Constitutional protections vs. mass incarceration, ignored since the 70s
October 7, 2022 7:58 AM   Subscribe

History of the Supreme Court supporting mass incarceration There are specific Supreme Court rulings which have made mass incarceration feasible. The essay especially focuses on the importance of jury trials for limiting imprisonment.

There's also discussion of the Court having a bias toward deferring to government power, and that this is common among both liberal and conservative judges.

"Originalists" ignore a lot of the point of the constitution.
posted by Nancy Lebovitz (8 comments total) 9 users marked this as a favorite
 
thanks, uh... cato institute... :/
posted by AlbertCalavicci at 8:12 AM on October 7, 2022 [3 favorites]


There's also discussion of the Court having a bias toward deferring to government power

...such as inventing the doctrine of "qualified immunity," despite the black-letter text of the Constitution guaranteeing a right to petition the government for redress of grievances.
posted by Gelatin at 8:30 AM on October 7, 2022 [5 favorites]


The myth that crime happens because the courts are too lenient and cops are prevented from convicting the crooks because of technicalities (read: cops’ total unwillingness to follow procedure) is SO pervasive in 60s and 70s media, editorials, etc.

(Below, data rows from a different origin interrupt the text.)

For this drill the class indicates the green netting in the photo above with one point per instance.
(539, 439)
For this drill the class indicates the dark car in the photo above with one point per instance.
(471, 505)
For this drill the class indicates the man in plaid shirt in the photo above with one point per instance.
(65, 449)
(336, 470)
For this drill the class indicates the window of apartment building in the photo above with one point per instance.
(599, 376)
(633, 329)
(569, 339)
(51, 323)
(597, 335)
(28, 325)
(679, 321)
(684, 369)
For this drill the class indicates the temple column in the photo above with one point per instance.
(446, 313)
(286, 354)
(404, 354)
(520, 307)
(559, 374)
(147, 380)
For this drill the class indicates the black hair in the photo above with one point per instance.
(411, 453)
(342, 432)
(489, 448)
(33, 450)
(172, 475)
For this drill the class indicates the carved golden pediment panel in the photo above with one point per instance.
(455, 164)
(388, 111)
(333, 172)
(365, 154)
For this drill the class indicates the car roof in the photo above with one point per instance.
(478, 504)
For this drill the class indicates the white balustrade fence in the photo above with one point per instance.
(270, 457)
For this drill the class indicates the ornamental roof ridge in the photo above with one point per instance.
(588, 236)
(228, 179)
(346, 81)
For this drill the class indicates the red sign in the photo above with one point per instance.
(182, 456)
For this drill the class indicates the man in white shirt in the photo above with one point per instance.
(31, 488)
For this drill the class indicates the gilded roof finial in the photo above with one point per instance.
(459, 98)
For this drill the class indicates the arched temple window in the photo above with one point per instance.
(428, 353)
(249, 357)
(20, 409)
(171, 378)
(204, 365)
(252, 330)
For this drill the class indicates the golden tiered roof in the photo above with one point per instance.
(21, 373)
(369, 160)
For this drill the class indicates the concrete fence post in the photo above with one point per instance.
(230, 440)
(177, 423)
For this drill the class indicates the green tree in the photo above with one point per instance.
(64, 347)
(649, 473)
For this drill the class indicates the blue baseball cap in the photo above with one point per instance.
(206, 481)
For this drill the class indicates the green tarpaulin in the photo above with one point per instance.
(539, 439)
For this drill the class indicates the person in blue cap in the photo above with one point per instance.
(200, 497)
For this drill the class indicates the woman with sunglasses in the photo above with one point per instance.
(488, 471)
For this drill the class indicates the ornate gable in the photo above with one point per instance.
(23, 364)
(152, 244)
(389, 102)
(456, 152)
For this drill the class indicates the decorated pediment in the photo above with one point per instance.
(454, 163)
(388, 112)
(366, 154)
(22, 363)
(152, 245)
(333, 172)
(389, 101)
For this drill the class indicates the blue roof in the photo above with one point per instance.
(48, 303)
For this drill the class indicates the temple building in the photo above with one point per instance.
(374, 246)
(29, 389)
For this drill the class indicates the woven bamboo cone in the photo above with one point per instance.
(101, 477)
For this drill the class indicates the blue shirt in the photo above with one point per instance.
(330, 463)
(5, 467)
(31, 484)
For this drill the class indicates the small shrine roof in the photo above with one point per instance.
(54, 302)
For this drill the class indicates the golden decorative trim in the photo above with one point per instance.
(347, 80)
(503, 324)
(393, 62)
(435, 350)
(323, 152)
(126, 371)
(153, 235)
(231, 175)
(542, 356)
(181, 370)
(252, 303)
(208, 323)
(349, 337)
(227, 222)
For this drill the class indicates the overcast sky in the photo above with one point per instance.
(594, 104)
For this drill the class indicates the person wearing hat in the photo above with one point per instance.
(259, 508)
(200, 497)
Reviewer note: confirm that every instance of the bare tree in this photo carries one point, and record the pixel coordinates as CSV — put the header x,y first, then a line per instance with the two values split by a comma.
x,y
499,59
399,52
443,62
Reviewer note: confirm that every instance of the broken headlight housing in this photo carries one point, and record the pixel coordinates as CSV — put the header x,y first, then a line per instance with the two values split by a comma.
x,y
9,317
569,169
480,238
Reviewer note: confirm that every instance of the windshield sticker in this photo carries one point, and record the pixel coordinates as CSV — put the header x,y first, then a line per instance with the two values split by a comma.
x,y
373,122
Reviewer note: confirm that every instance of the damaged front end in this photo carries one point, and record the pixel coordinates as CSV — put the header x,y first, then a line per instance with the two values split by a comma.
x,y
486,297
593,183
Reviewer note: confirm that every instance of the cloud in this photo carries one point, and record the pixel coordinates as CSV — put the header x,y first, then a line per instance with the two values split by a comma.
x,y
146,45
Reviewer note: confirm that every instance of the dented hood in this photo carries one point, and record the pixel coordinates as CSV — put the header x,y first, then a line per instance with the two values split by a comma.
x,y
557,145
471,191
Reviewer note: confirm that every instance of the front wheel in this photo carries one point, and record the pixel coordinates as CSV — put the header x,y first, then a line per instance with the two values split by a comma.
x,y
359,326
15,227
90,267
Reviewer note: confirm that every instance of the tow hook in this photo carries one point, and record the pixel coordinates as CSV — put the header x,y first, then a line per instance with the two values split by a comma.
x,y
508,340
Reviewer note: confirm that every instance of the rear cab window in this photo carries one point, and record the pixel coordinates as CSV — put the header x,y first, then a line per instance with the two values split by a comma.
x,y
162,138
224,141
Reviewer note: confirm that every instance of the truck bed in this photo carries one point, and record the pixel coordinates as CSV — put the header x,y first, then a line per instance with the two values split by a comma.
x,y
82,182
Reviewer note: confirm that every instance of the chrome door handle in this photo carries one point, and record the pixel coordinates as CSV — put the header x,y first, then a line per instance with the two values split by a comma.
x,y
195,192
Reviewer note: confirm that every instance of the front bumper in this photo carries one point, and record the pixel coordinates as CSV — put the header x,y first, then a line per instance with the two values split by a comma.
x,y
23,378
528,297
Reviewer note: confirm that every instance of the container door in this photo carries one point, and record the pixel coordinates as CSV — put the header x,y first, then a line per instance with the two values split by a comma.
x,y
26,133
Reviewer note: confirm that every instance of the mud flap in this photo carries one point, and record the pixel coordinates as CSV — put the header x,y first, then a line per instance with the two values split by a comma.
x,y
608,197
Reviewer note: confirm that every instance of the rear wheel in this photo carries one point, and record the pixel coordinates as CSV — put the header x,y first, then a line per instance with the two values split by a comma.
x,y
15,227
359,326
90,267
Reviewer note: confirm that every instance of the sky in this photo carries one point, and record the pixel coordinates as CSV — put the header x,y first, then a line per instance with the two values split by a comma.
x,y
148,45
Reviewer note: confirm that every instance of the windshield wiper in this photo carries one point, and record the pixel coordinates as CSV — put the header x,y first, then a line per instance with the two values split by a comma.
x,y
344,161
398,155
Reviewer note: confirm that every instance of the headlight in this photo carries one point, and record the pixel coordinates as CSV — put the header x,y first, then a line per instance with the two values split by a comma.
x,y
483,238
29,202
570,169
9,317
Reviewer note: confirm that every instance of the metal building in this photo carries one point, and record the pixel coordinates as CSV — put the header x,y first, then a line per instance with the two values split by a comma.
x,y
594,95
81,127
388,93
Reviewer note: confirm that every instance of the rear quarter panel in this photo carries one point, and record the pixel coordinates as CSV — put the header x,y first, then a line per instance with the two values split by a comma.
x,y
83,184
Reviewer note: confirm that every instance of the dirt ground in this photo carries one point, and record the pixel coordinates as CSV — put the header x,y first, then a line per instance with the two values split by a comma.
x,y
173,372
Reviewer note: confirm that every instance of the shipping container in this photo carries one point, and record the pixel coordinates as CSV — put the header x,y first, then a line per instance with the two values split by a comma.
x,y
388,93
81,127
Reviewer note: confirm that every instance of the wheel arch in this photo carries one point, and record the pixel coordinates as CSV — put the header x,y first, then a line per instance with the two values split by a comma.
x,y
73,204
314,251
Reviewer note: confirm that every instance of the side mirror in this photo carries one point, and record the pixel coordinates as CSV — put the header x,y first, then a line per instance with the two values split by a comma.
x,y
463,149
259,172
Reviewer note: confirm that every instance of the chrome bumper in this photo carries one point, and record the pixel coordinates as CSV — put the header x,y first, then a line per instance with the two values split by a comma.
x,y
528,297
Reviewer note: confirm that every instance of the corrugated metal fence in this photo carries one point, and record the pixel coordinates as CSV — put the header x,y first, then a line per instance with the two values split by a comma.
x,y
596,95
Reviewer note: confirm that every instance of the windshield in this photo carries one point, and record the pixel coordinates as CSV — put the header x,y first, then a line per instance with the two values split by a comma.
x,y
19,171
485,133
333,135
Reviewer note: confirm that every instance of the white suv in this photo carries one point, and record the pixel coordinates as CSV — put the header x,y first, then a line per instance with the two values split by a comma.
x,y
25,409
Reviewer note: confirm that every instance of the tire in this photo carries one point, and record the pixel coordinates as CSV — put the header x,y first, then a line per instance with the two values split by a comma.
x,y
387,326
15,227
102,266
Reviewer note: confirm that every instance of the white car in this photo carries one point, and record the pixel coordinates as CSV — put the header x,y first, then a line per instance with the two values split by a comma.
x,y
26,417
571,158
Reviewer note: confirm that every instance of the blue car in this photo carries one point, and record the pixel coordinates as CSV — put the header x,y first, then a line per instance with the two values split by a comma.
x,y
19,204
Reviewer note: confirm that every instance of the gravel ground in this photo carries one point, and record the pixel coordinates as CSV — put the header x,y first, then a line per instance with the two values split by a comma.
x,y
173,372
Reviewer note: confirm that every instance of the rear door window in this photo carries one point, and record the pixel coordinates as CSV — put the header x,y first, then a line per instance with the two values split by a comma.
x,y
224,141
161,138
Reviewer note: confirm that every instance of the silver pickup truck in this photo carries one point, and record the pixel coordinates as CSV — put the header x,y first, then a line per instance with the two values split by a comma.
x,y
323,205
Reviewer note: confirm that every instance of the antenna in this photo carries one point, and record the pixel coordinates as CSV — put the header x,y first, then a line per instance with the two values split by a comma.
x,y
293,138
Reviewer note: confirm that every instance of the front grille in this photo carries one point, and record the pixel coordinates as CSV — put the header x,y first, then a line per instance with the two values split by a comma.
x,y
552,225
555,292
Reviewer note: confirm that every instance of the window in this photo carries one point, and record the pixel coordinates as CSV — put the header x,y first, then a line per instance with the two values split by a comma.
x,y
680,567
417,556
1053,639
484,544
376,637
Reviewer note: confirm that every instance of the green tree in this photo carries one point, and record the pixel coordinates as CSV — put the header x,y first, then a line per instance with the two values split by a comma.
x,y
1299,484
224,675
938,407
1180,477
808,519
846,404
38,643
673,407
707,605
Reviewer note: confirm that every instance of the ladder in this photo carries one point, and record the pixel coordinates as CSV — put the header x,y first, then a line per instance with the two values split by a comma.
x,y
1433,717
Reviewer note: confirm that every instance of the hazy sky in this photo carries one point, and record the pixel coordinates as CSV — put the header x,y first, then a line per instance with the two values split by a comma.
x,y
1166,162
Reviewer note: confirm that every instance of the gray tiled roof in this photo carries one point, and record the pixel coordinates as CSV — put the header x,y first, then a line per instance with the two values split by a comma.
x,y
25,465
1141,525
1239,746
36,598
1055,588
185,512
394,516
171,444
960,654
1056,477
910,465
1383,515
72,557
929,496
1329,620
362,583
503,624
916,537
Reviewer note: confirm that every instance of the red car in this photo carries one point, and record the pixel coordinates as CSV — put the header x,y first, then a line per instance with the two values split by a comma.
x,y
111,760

I was going through my great-grandfather’s memoirs and even he made an aside to compare the crime rates in the czarist Russia of his youth to Nixon-era Los Angeles, and blamed it on the lenient penal system.
posted by Jon_Evil at 10:20 AM on October 7, 2022 [1 favorite]


A reminder that US incarceration rates have been declining for more than a decade. This is not an argument for complacency, but a recognition that progress is possible. Still, they remain the highest in the world; for instance, 600 percent higher than France.
posted by Mr.Know-it-some at 10:22 AM on October 7, 2022 [3 favorites]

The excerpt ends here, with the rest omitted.